Los primeros siete años de la trayectoria del Poder Legislativo, desde 1925 a 1932, están marcados por un fuerte componente de inestabilidad política, que afectó su funcionamiento. De esta forma, el 1 de marzo de 1926, durante el gobierno de Emiliano Figueroa Larraín (1925-1927), se daba inicio al trigésimo quinto período legislativo, luego de casi dos años de inestabilidad en el funcionamiento de la corporación.

Por otra parte, entre 1925 y 1973 hubo un cambio sustantivo en el número de parlamentarios. Si en 1926 asumieron sus cargos 45 senadores y 132 diputados, hacia 1931 la Cámara de Diputados subió su número a 143, en 1941 a 147, y en 1967 llegaron a 150 miembros. En cuanto al Senado, la modificación más importante se realizó el 2 de octubre de 1967 (Ley N°16.672), con la creación de la 10° agrupación provincial senatorial de Chiloé, Aysén y Magallanes, que aumentó el número de senadores de 45 a 50.

Otra diferencia fundamental de que caracterizó toda esta etapa 1925-1973, radica en la duración de los períodos legislativos que ahora se extienden por cuatro años, equivalentes al período de los diputados. Los senadores, a su vez, tenían una duración de ocho años en el cargo.

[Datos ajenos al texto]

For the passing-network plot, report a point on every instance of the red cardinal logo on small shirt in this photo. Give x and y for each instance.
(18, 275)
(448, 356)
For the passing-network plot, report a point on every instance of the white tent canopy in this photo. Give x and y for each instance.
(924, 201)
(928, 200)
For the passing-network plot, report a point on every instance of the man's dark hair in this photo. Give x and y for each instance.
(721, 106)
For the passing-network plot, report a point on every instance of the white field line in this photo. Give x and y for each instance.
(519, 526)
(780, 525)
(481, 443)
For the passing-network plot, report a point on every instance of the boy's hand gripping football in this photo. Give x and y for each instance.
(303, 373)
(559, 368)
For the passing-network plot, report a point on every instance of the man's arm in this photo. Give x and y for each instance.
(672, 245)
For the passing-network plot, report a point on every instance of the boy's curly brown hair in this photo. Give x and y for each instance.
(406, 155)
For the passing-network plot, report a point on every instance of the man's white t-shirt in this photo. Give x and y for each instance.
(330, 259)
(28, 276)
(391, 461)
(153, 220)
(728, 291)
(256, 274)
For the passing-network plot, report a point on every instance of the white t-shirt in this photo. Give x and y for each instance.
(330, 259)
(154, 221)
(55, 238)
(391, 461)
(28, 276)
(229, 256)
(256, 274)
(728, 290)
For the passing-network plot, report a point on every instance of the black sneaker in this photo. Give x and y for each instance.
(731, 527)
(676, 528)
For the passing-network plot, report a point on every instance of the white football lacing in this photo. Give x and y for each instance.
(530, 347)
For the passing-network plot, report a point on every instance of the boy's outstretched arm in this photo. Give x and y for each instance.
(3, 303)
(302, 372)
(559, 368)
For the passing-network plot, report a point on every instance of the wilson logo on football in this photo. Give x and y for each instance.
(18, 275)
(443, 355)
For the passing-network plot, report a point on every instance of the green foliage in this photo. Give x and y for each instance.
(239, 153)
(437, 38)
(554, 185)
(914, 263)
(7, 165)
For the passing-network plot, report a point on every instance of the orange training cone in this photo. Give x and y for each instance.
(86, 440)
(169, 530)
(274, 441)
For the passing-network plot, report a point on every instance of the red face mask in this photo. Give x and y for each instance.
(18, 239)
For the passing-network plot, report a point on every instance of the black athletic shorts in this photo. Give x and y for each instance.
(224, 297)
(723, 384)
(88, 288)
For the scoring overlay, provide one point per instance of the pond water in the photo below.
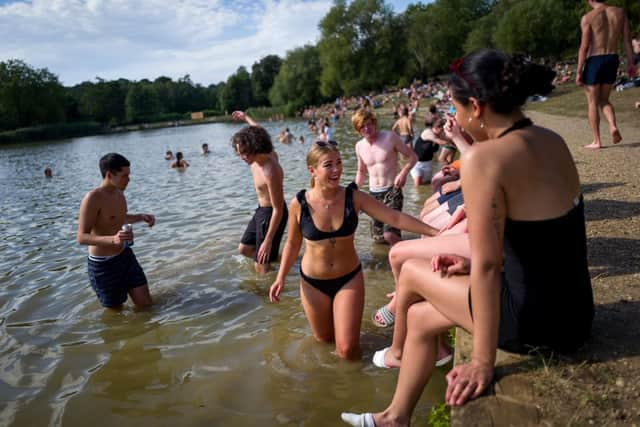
(212, 350)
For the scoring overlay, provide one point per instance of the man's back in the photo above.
(380, 159)
(606, 24)
(266, 173)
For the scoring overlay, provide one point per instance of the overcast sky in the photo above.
(80, 40)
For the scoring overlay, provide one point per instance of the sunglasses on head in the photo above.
(321, 143)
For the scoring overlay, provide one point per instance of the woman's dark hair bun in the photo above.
(500, 80)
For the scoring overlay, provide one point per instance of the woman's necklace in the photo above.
(327, 205)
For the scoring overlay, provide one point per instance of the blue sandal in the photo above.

En la segunda mitad de la década de 1920, la situación del Congreso Nacional se hizo más compleja. El 21 de julio de 1927, el General Carlos Ibáñez del Campo asumió la Presidencia de la República (que ocupó hasta 1931), lo cual trajo evidentes cambios para la composición del mismo. En ese contexto, el 2 de marzo de 1930 Ibáñez designa el denominado “Congreso Termal”, de dudosa legitimidad porque no fue electo democráticamente, sino que designado por el propio Presidente dentro de un gobierno autoritario. Con un Congreso designado entonces, el 21 de mayo de 1930 se iniciaba el trigésimo sexto período legislativo.

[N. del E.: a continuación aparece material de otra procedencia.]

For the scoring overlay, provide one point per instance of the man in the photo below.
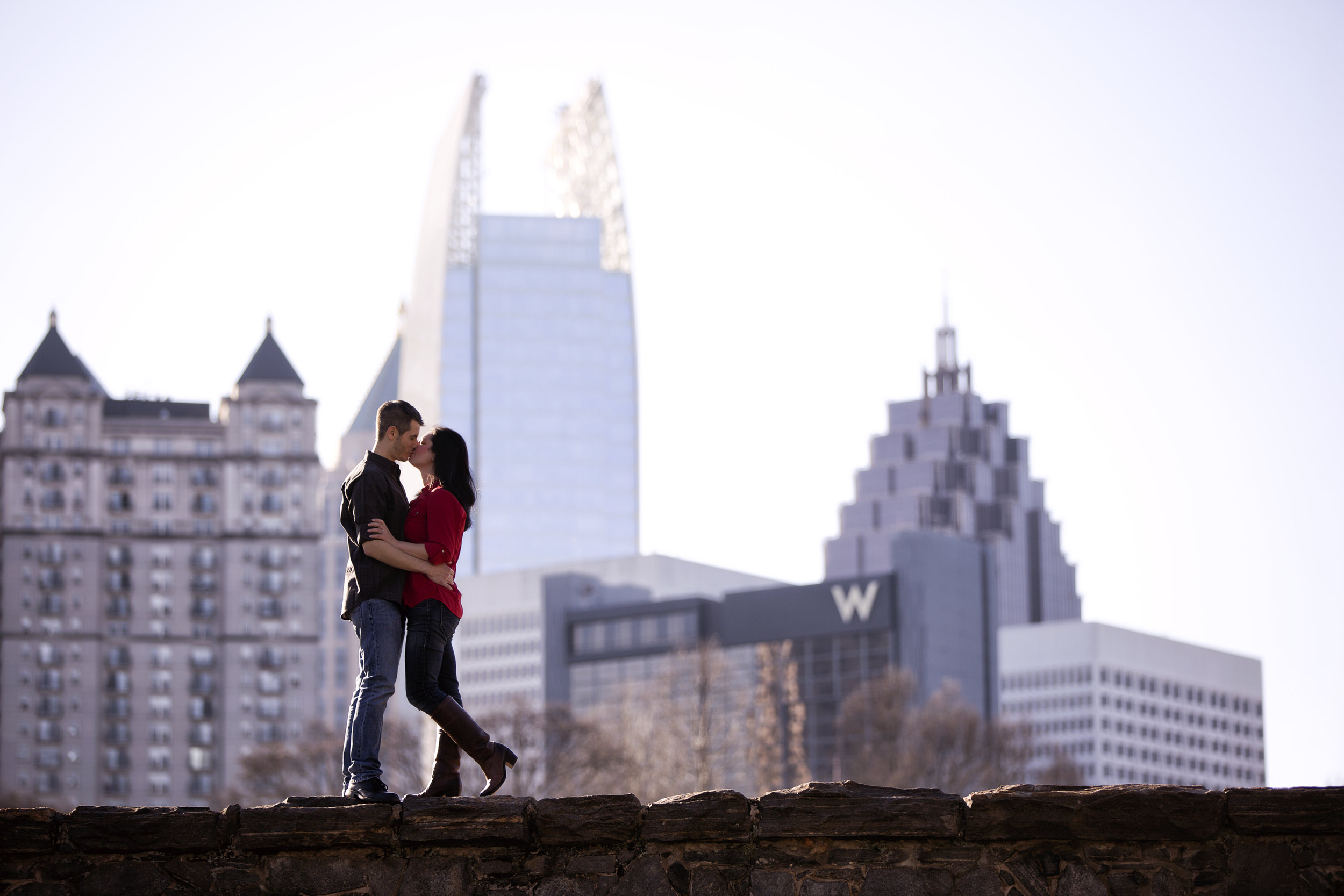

El 6 de junio de 1932, la República Socialista toma la decisión de disolver el Congreso Nacional, lo cual inicia un breve período de inestabilidad. El 19 de diciembre de 1932 el Congreso vuelve a funcionar con su trigésimo séptimo período legislativo (19 de diciembre de 1932-20 de mayo de 1937), bajo el gobierno de Arturo Alessandri Palma (1932-1938), el cual restableció la estabilidad institucional en el país.

Desde ese momento, se sucedieron ininterrumpidamente los períodos legislativos: trigésimo octavo (21 de mayo de 1937 – 20 de mayo de 1941), trigésimo noveno (21 de mayo de 1941 – 20 de mayo de 1945), cuadragésimo (21 de mayo de 1945 – 20 de mayo de 1949), cuadragésimo primero (21 de mayo de 1949 – 20 de mayo de 1953), cuadragésimo segundo (21 de mayo de 1953 – 20 de mayo de 1957), cuadragésimo tercero (21 de mayo de 1957 – 20 de mayo de 1961), cuadragésimo cuarto (21 de mayo de 1961 – 20 de mayo de 1965), cuadragésimo quinto (21 de mayo de 1965 – 20 de mayo de 1969), cuadragésimo sexto (21 de mayo de 1969 – 20 de mayo de 1973) y el cuadragésimo séptimo, inaugurado el 21 de mayo de 1973 hasta el 21 de septiembre de 1973. En esta última fecha, la Junta Militar declaró la disolución del Congreso Nacional y el cese de los parlamentarios en sus funciones (Decreto Ley Nº 27, promulgado el 21 de septiembre de 1973).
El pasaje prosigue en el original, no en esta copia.